2016/01/09

「誰かを家で看取る」経験をどう引き継ぐか

PONTOON」で、三砂ちづるの連載が始まった。
どきっとするタイトルだ。
「人は生きてきたままに死んでゆく」

第1回「家での看取り」
 夫(金蔵、1947年生まれ)を看取ったところから始まる。
「しもの世話」までして介護。要は赤ん坊の世話と変わらない。と書く。金蔵さんは幸い、亡くなるまで自力でやっていたという。ボクは、やっているうちに、いかに手際よくするかが目標になり始めた。ことを思い出した。

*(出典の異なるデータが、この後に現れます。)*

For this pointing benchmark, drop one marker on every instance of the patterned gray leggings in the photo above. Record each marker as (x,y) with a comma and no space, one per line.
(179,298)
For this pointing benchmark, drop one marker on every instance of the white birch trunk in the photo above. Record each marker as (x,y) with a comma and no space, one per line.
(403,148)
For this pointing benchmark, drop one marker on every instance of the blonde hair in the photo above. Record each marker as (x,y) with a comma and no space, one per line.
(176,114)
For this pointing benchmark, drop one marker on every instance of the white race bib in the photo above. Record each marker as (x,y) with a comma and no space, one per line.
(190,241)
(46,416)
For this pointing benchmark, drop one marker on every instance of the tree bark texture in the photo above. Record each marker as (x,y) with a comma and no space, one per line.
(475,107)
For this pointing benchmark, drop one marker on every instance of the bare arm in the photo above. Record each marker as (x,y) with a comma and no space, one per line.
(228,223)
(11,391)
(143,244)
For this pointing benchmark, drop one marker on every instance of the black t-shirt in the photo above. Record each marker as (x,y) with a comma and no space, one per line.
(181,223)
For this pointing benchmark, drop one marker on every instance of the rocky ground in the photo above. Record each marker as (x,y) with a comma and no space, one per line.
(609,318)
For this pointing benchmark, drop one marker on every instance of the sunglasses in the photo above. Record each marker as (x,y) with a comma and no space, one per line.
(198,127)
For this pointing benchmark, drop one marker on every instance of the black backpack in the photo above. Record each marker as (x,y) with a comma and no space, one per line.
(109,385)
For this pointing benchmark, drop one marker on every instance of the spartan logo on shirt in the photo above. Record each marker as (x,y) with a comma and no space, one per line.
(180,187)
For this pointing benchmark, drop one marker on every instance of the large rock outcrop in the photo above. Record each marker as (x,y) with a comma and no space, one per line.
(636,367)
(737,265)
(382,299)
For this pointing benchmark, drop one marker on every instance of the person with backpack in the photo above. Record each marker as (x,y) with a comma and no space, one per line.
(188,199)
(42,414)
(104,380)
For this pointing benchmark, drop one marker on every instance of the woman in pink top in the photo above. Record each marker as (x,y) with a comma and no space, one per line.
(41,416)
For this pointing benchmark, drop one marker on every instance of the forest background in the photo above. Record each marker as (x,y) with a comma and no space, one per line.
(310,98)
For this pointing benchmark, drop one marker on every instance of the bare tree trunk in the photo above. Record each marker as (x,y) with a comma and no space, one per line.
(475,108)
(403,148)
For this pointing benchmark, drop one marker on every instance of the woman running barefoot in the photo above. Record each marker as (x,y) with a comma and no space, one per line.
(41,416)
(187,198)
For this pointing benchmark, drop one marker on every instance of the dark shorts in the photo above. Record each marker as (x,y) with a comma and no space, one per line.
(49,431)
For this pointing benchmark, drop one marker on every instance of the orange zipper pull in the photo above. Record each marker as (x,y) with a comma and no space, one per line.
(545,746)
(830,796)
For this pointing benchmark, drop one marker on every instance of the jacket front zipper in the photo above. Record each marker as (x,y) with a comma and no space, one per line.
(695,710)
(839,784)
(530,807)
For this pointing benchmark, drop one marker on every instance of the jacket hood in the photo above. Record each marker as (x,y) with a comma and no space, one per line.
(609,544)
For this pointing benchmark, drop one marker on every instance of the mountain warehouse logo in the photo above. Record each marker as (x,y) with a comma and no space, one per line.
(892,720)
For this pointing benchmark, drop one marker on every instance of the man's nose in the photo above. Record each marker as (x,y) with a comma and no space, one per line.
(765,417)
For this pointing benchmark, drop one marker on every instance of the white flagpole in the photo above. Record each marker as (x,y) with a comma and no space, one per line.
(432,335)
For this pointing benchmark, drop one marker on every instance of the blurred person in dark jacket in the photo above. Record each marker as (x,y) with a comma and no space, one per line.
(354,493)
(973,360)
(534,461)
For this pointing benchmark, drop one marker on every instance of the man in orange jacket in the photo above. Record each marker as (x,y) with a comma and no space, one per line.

おもしろい話が紹介されている。テーマは三世代の記憶。
「おばあちゃん、おかあさんが母乳哺育をしないと、その娘はなぜだかわからないけれど母乳が出ないことが多い。『理由がありません』と助産婦さんは言う。『本当に大変なんです』と。もちろん三世代目でもおっぱいが出る人もおられるが、実際にはけっこうたいへんだというのだ。三世代目になると、からだの記憶があいまいになっている。言葉で継承されるのではなくからだで受け継がれる身体知のようなものは三世代で失われる、というのだ」。
哺育がここまで社会的とは思いもしなかった。三世代関係をどう維持するか。
自宅の近くに、新田國夫さん開業していたことも彼女にとって幸いだった。